I think what they were going for was that whole "fifth element" notion of human spirit being the fifth element in the world. But they really got a pretty poor power from it. From what I can tell, the writers sat around in the Ideas office in complete silence for about an hour until one of the staff said "Sod it, lets just rip off Mougli from the Jungle Book, no-one will notice; they'll all be looking at the explosions". Everyone else applauded and the man got a $20,000 bonus. And so the kid (whose name escapes me), had a slight "talking with animals" ability and that was about it. The other planeteers must have hated him. Whilst they were blowing stuff up or drowning it or making it collapse in an earthquake (by the "Earth" kid. Hmmm....racism anyone?), the stupid heart kid had to follow them around because they couldn't call captain planet without him. What a jerk. Why didn't he just give his ring to one of the others and go home to the jungle?

Perhaps a better power is needed, one that would complement the other ones. How about the power of finance? A big blinging $ ring that can summon millions of dollars to fall on people. Given that they were fighting evil capitalists, I reckon this would have been a pretty effective weapon. Plus given that the rest of them did sweet FA when they weren't saving the world, he could have paid for somewhere to stay and perhaps even a change of clothes (or maybe some paint-remover for Mr. Planet).

Why captain planet anyway? There was previously a Sgt. planet, but the army of the universe promoted him after the battle of Alpha Centari about 20 million years ago for bravery in the face of apocalyptic meteorites.

Maybe a ring of apathy?
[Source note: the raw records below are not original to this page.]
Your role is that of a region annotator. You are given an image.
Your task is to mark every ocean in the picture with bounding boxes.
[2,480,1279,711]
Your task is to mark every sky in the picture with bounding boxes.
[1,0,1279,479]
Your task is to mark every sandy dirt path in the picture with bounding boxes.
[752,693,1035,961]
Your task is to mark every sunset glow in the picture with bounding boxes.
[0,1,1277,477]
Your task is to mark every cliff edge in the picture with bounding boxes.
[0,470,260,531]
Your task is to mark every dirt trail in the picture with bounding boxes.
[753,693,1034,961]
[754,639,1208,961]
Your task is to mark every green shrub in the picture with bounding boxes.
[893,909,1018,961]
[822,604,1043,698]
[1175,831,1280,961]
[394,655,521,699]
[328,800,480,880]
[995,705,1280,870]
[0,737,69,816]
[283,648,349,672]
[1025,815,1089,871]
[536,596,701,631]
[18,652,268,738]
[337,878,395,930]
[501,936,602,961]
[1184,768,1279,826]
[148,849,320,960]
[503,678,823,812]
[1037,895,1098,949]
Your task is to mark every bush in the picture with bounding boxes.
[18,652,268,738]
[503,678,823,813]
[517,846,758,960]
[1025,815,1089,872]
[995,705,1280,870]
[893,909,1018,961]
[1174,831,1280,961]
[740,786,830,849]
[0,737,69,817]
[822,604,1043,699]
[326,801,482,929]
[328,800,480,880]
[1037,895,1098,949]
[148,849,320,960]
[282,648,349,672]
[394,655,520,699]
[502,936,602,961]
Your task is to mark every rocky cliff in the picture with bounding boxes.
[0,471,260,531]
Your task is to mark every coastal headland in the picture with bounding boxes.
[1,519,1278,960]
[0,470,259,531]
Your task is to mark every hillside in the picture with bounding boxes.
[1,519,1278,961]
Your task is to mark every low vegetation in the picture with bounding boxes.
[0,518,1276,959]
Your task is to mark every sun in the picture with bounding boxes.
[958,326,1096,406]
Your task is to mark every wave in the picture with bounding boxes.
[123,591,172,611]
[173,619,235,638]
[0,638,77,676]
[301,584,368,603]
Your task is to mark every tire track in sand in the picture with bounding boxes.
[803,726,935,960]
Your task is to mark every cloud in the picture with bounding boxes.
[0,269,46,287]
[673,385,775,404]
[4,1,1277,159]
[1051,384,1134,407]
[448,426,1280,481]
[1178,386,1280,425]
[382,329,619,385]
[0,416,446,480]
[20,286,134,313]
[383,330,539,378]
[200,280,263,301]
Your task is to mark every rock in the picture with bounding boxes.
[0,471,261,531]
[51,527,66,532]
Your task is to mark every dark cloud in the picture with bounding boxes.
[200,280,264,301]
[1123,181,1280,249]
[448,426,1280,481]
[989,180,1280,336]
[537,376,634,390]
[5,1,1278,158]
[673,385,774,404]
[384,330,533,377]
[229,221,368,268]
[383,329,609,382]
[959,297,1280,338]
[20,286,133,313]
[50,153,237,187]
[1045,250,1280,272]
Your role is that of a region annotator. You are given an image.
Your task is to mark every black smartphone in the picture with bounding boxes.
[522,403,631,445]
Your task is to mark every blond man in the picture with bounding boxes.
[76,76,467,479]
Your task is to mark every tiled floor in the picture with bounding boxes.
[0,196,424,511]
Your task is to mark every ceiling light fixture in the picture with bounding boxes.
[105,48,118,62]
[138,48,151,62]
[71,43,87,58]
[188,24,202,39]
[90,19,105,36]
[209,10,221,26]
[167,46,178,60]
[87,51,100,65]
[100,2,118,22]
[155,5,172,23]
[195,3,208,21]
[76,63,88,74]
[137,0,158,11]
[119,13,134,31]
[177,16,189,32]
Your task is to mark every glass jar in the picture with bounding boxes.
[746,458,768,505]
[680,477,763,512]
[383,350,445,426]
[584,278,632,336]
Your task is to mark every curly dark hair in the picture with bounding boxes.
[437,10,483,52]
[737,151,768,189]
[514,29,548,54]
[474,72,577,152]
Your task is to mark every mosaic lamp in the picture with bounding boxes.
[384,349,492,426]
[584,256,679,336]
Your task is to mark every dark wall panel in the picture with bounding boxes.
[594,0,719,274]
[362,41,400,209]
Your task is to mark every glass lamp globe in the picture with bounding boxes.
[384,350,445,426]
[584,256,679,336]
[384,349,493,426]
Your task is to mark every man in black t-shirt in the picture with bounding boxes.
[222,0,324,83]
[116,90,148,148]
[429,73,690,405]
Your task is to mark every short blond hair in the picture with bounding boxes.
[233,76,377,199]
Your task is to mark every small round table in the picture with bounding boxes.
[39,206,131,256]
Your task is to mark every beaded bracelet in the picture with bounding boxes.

One shot and ZAP! You suddenly get no real satisfaction from killing sea lions and just go home.

My favourite is the ring of inevitability. One shot of this and any bad guy realises that they are the "bad guy" in a children's program, and have no hope of victory. Most likely they will have their stuff destroyed (an overlooked plot hole in many episodes where the fire kid helps blow up the evil oil refinery....hmmmm). So the bad guys just apologise and just go home.

Heart in deed...he must have turned up late in the ring giving out ceremony and been pretty damned pi**ed.